Il ragazzo mio ha capito che sono giorni strani, giorni in cui il tempo è una specie di elastico, anche se scorre e non fa sconti, pure per chi ha la fortuna di lavorare a casa, al sicuro, in modalità smart. Perché pure lui è smart. Il mio adolescente preferito, proprio lui. Quello che con affetto solo io ho l'autorizzazione di chiamare "Il Debo" (-sciato), perché io sono la sua mamma. E lui ora è "Lo Smart" invece, non è più "Il Debo", perché in questo tempo strano soltanto una volta mi ha chiesto timidamente se poteva incontrarsi con Matteo, un suo amico, compagno di scuola e di battaglie di Fortnite. Gli ho spiegato che non si può fare e lui ha incassato, senza fiatare. Nessuna obiezione, solo un velo di tristezza. Poi ha afferrato una delle nostre gatte e ha messo su un balletto con lei, tra la sua camera e la mia.
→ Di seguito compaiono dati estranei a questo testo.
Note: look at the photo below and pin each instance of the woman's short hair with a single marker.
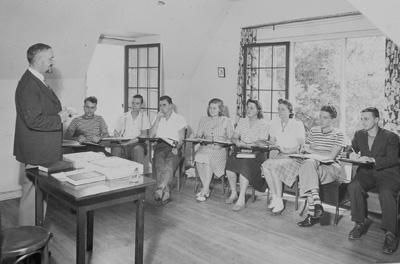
(330, 109)
(288, 105)
(138, 96)
(35, 49)
(373, 110)
(258, 106)
(221, 107)
(91, 99)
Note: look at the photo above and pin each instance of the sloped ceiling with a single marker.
(384, 14)
(73, 27)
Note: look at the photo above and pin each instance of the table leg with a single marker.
(81, 218)
(38, 205)
(139, 236)
(90, 219)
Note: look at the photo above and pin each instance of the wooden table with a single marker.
(84, 199)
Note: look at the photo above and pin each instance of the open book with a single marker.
(112, 139)
(169, 141)
(318, 157)
(209, 141)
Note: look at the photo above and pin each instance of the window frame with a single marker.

E mi ha parlato di musica, di mixer, di dj, di scuola, di videogiochi, dei suoi amici, della scuola, dei prof, dell’interrogazione di epica di lunedì, delle mie piadine che sono più buone di quelle che ho comprato già fatte al supermercato, del mare che gli manca e del molo di Alassio, che hanno chiuso per evitare assembramenti. E mi ha detto che ha paura per i suoi nonni. Allora il magone è cresciuto e mi sono sentita quella cosa lì che ti sale in gola, che non va né su né giù nemmeno se bevi un bicchiere di acqua tonica, che a me farebbe digerire pure un’insalata di sassi condita con una spolverata di sabbia e scaglie di lose di montagna. E l’adolescente lo ha capito, che sono prossima al crollo. E allora ha fatto quella cosa che sa fare benissimo: cambiare discorso. “Oh, ma alla fine te lo scarichi anche tu Fortnite?”.

Grazie, Debo. Anzi. Grazie, Smart. Anzi ancora. Grazie Debo-Smart del mio cuore.